I would argue that the Voronoi function in SciPy is not as intuitive to use as the MATLAB version. For example, one thing I found a bit tricky, at first, is that the cells and the points have a different sets of numbering (that is, they are indexed differently). (And I am not the only one that was caught by this.) You must use the attribute called point_region to access a cell number (or index) from a point number (or index). In my code attribute is accessed and then called it indexP2C, which is an integer array with cell indices. Apart from that, the function Voronoi worked well.
To plot the Voronoi tessellation, use the SciPy function voronoi_plot_2d, which allows for various plotting options, but it does require Matplotlib. The input is the data object created by the function Voronoi.
I’ve plotted the results for a single realization of a Poisson point process. I’ve also plotted the indices of the points. Recall that the indexing in Python and MATLAB start respectively at zero and one.

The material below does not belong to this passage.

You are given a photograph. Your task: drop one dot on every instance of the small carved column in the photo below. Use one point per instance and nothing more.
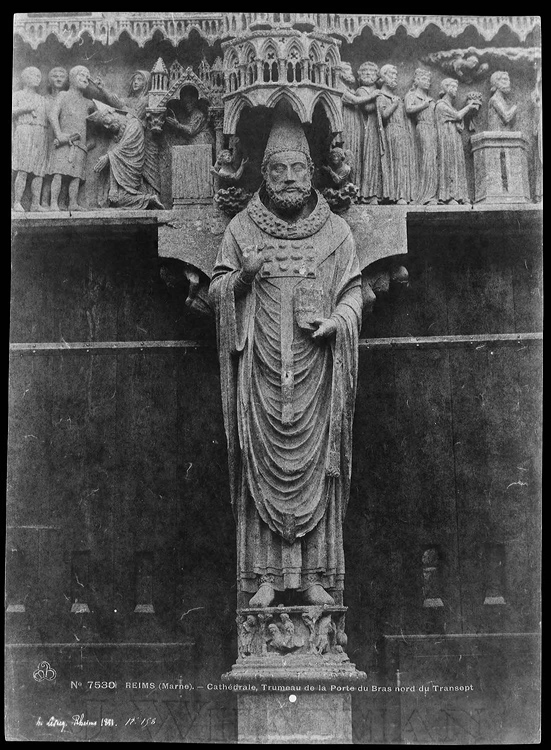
(217, 119)
(500, 167)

I took the animation of evolving Voronoi cells, which appears in the introduction, from Wikipedia. The creator created it in MATLAB and also posted the code online. The code is long, and I wouldn’t even dare to try to reproduce it, but I am glad someone else wrote it.
Such animations exist also for other metrics. For example, the Manhattan metric (or taxi cab or city block metric) gives the following animations, where the growing disks have been replaced with squares.
This Wikipedia user page has animations under other metrics on Euclidean space.
This post also animations of Voronoi tessellations when the points move.
There is a lot of literature on Voronoi or Dirichlet tessellations, particularly when the seeds of the cells form a Poisson point process. The references in the articles on Wikipedia and MathWorld are good starting points.
For the more mathematically inclined, there is also the monograph Lectures on random Voronoi tessellations by Møller.